I’m not sure how I’d feel about inviting Jeremy Grantham to my Christmas party.
On the one hand, I could see him being a font of fascinating cocktail chatter. After more than a half century of navigating the markets, the man no doubt has stories to tell.
But on the other hand, at the first mention of U.S. stocks, I could see him being a real wet blanket. His forecast for the next seven years isn’t exactly rosy.
If case you’re not familiar with him, Grantham is co-founder of Grantham, Mayo, & van Otterloo (GMO), a Boston-based money manager with about $70 billion under management. He’s one of the best in the business, and he successfully called the last two market bubbles, in 2000 and 2008.
Grantham’s firm regularly publishes a seven-year forecast for the returns of various asset classes, and, while not gospel truth, it’s proven to be pretty accurate over the years.
Why seven years and why not one, five or 20?

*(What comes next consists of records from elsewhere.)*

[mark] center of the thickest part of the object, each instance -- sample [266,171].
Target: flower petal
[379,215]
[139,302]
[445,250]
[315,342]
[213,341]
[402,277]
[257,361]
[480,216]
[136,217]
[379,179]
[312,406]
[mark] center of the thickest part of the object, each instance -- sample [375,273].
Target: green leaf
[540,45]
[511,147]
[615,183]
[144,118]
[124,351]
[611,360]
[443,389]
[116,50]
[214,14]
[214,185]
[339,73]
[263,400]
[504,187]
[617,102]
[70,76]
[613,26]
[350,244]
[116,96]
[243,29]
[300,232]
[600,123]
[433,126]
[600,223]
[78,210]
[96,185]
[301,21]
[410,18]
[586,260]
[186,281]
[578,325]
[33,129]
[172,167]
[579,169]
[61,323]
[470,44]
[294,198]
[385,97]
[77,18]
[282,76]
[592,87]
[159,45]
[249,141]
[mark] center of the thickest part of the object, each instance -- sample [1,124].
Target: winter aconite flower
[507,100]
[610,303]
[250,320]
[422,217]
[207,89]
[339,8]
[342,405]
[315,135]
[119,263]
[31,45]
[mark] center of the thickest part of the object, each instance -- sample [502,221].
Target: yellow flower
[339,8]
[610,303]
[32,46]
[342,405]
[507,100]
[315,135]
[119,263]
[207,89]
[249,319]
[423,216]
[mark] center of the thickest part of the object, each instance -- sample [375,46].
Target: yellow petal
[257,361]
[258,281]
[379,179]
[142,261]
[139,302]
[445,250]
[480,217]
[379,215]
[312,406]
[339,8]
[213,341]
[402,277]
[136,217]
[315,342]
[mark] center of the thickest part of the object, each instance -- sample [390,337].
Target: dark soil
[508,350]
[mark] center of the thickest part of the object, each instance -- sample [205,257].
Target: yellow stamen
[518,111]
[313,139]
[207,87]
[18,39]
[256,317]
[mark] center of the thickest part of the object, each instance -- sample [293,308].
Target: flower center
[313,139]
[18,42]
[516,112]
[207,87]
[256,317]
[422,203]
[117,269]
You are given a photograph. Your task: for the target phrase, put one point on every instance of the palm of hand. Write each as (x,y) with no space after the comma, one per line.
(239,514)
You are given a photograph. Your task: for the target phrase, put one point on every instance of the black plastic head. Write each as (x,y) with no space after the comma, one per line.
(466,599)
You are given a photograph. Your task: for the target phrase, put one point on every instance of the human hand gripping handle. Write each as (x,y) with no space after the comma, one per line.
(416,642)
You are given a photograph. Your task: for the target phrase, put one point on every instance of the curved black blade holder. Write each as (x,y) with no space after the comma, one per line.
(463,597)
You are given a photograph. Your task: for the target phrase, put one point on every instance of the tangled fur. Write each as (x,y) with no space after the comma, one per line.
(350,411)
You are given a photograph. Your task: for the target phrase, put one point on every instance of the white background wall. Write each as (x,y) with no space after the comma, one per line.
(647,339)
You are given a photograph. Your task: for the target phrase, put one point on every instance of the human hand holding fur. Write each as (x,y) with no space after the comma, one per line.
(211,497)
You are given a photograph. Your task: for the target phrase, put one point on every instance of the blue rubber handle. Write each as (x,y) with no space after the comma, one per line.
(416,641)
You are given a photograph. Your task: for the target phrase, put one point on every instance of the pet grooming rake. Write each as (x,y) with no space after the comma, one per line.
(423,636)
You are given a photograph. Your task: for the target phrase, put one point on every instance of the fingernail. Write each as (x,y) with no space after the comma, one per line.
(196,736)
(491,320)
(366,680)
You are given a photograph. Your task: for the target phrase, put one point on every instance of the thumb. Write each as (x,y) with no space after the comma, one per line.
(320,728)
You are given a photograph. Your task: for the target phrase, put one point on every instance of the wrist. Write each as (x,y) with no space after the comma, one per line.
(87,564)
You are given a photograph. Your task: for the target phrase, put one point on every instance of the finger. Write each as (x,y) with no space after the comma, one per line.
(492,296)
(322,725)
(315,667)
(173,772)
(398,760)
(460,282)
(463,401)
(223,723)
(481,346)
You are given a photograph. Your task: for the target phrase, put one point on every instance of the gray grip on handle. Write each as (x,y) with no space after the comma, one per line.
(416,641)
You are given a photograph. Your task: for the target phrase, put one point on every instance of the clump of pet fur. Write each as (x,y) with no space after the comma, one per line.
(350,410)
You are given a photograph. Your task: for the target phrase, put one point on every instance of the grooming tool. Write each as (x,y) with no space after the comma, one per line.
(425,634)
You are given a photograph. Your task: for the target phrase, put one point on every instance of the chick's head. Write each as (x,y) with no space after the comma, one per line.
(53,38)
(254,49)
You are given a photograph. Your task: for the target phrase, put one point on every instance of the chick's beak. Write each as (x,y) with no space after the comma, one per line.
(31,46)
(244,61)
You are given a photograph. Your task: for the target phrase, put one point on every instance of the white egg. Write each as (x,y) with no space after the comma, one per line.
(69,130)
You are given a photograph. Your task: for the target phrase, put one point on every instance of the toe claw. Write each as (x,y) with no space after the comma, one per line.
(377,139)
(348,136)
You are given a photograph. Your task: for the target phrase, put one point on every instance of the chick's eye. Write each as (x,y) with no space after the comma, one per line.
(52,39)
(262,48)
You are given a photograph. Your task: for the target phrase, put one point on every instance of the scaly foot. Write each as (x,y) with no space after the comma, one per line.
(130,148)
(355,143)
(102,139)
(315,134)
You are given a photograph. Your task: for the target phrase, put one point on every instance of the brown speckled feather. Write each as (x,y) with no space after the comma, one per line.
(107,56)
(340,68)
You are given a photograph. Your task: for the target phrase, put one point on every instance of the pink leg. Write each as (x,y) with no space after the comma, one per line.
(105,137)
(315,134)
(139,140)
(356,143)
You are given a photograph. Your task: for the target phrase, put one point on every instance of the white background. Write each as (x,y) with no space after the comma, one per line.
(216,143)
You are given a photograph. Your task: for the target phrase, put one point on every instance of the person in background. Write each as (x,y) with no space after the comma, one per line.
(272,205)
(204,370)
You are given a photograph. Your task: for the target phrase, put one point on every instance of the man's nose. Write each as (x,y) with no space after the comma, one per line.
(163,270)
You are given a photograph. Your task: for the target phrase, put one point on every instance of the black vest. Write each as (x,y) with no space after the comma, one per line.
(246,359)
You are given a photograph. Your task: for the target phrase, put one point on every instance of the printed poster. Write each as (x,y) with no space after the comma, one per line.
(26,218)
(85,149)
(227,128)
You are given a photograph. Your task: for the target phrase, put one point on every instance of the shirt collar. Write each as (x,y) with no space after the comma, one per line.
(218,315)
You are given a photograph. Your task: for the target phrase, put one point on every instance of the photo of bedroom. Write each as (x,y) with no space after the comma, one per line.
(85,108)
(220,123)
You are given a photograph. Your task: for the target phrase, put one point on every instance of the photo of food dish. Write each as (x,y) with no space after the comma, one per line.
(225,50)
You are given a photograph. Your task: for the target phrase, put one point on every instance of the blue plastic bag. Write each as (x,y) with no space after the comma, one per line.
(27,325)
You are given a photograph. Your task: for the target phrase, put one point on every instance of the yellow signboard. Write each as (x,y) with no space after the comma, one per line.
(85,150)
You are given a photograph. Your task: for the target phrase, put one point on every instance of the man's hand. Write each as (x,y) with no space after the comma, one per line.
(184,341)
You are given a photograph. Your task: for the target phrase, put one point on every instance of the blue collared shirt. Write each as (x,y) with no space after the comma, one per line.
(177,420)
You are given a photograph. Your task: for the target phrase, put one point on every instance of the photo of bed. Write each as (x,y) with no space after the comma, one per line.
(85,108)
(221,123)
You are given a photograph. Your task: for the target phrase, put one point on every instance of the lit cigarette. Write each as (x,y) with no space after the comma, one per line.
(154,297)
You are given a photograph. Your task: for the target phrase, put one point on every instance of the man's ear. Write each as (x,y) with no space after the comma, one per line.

In Grantham’s experience, seven years is roughly how long it takes for profits and stock prices to revert to their long-term averages. In any single year, guessing the direction of the market is a crapshoot, and over the very long term, stocks have historically returned about 7% per year after inflation. But seven years is that sweet spot where Grantham’s mean reversion models add value.
Just for grins, let’s see what Grantham & Co. see going forward.
There’s a lot of red on the chart.
Based on GMO’s mean reversion models, U.S. large-cap stocks are priced to lose 5.2% per year over the next seven years, and U.S. small-caps are priced to lose 2.1%. Essentially, Grantham is forecasting a major bear market in the coming years and what is likely to be a slow recovery.
Overseas, the story isn’t quite so bad… but it’s not exactly stellar. Developed international stocks are projected to lose about half a percent per year over the next seven years.
Even bonds look nasty. Adjusted for inflation, U.S. bonds are projected to earn exactly nothing over the next seven years, and develop international bonds (i.e. Europe, Canada, Australia and Japan) are projected to actually lose 1.8% per year.
If there’s one bright spot, it’s in emerging markets.
Emerging markets have been beaten and left for dead over the past decade. As a case in point, the iShares MSCI Emerging Markets ETF (NYSEArca: EEM) is still sitting at prices first reached in 2007. In an 11-year period that has seen the S&P 500 rise over 80% even after taking the 2008 meltdown into account, emerging markets have gone nowhere.
Now, I agree with Grantham that emerging markets look like an attractive place to park some of your savings over the next seven years or so, and I plan to seek out opportunities in that space.
But you can’t put your entire portfolio in emerging market stocks. That would be madness.
After all, emerging markets started 2018 attractively priced and yet still managed to drop nearly 30% from peak to trough.
You can, however, take a more active approach to investing.
Buy-and-hold investing works over the long-term. I believe that, and history has proven it. But the “long-term” can be a lot longer than you’re willing to wait. The S&P 500 went nowhere between 1968 and 1982, leaving investors to tread water for 14 long years.
More recently, the S&P 500 went nowhere between 2000 and 2013, again making buy-and-hold a tough proposition.
None of this means that another 13- to 14-year drought starts today. But if you’re in or approaching retirement, you really shouldn’t take that risk. You should move at least a portion of your portfolio into active strategies that tend to zig when the market zags.
As an example, consider my Peak Profits strategy. It combines the best aspects of value investing and momentum investing, holding a concentrated portfolio of stocks that are trending higher.
And importantly, the system hedges. When the market started to get beaten up back in October, the model responded by selling half of our current positions and converting the portfolio into a long/short strategy.
Just as you shouldn’t put all of your cash into a buy-and-hold index fund, you shouldn’t put all of your cash into a single active strategy like Peak Profits either. You should choose a handful of strategies you like, divide your nest egg among them, and then rebalance along the way.
That’s the essence of true diversification.